UNC's Williams looking for bittersweet win vs. departing Terps

Feb. 03, 2014 @ 06:26 PM

Lennie Rosenbluth remembers his final game against Maryland as a key moment in North Carolina’s 1957 NCAA championship season.

UNC had won its first 16 games but trailed by four late against the Terrapins at Cole Field House. Tar Heels coach Frank McGuire told his team he didn’t want any problems after the game, so they should shake the Maryland players’ hands and then they’d work on starting a new streak. Except UNC hit some shots, Maryland missed some free throws and the Tar Heels wound up winning in double overtime en route to an undefeated season.

“After the Maryland game, we all believed that we would win them all,” Rosenbluth said. “It didn’t faze us, being down four points with 14,000 people there.”

UNC and Maryland have played every year since 1945 and are averaging at least two meetings a year since the series began in 1924.

But barring a matchup in the ACC Tournament, the Tar Heels and Terrapins will meet for the last time in the foreseeable future tonight at the Smith Center (8 p.m., WRAL).

”We always had great games with Maryland when I was playing. I know a lot of people hate to see them go,” Rosenbluth said. “I never felt that they should leave the conference, but I guess money talks and they found it more lucrative to go somewhere else.”

A charter member of the ACC, the Terrapins are headed to the Big Ten this summer

“Well, I still think of Maryland as an ACC school, and I’ll always think that way,” UNC coach Roy Williams said. “I’m old fashioned, old schooled. We’ve had some great, great games with them. I was here as an assistant for 10 years when Coach (Dean) Smith was head coach and Lefty (Driesell) was the coach up there. We had a great rivalry. I hate to see them leave the league, but their administration made the decision that they think is best for their school.”

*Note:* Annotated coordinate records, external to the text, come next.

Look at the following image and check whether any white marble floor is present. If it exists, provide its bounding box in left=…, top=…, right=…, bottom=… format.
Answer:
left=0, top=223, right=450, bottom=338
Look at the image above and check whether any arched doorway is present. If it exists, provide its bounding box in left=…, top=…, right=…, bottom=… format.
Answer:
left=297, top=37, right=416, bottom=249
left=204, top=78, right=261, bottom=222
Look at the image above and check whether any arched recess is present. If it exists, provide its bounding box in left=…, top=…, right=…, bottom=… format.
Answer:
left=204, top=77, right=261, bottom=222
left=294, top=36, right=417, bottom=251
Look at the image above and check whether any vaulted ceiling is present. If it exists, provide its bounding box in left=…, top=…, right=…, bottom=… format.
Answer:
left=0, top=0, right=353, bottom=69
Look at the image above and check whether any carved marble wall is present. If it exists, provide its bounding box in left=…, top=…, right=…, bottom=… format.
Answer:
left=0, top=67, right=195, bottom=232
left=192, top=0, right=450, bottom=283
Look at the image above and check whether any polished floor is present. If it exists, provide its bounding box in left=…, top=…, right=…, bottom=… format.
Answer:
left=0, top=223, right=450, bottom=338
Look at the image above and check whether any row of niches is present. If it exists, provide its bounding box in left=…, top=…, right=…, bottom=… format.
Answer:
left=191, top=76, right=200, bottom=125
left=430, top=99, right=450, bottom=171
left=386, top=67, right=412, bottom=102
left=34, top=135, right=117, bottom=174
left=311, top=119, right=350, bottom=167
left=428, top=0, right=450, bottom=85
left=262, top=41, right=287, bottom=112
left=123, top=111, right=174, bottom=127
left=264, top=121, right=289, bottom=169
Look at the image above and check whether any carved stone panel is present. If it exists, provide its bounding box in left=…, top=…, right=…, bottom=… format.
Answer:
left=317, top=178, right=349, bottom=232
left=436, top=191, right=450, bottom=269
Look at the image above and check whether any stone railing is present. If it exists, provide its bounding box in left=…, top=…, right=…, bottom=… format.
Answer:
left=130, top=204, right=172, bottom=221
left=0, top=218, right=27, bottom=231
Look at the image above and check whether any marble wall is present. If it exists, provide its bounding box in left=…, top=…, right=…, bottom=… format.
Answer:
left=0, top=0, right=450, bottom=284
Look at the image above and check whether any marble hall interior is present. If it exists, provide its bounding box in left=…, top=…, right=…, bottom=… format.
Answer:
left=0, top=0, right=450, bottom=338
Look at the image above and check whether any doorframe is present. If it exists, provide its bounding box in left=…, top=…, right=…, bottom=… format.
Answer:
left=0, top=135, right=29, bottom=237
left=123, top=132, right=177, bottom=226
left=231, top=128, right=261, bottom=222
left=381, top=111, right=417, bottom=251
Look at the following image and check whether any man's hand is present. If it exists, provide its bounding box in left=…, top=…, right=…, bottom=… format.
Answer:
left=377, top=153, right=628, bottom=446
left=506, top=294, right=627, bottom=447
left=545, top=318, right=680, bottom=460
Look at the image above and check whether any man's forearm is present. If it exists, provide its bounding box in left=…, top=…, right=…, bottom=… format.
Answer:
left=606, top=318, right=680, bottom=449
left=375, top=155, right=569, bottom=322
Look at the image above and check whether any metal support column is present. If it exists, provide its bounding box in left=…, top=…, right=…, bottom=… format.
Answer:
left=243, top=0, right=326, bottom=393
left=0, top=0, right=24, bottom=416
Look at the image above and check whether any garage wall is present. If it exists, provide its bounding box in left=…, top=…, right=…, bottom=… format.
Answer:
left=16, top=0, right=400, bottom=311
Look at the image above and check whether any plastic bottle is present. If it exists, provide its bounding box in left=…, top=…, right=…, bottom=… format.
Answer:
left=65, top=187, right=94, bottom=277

Williams didn’t seem inclined to schedule a non-conference game against the Terrapins in the future, though a big reason is his relationship with Maryland coach Mark Turgeon, who was an assistant coach under Williams at Kansas from 1988-89 through 1991-92.

“It’d be hard for me, because Turge means so much to me,” Williams said in October. “Deep down, I don’t like to play people I’m close to because, at the end of the day, I’m either very disappointed for my players or very disappointed for that guy. But Turge and I would talk about it and go from there.”

Williams has scheduled games against former player and assistant Jerod Haase (at UAB) and former player Wes Miller (vs. UNC Greensboro) this season.

“It is difficult,” Williams said. “You enjoy visiting with them before the game but then during the game and as soon as the game is over, if you win, you feel that elation and all of sudden you realize who is on the other bench. And if you lose, like we did against UAB, you feel bad because you’ve got some guys on your bench you care a great deal about.”

Williams has already faced Turgeon three times in each of his first two seasons at Maryland, going a perfect 6-0 against his former assistant.

Tonight is the only scheduled meeting between the teams this season. In what is either a weird coincidence or a farewell gift from the ACC office, Maryland does not host Duke, UNC or N.C. State. Instead, the lone meetings with all three schools are in the Triangle, with the Terrapins traveling to Duke on Feb. 15.

Despite the historical significance of the final ACC home game against Maryland, Williams was focused on the importance of the game itself. UNC (14-7, 4-4 ACC) has won three in a row and can get over .500 in the ACC for the first time by beating Maryland (13-9, 5-4 ACC).

“We’ve got to focus on playing a team (that has won two in a row) and a head coach that I have a great amount of fondness for and play in that game and not be concerned about the ACC or Big Ten or what’s happening,” Williams said.

A big factor will be Maryland junior Dez Wells, who is averaging 19.7 points on 70 percent shooting over his last three games. Wells averaged 18 points on 53 percent shooting in his three games against the Tar Heels last season.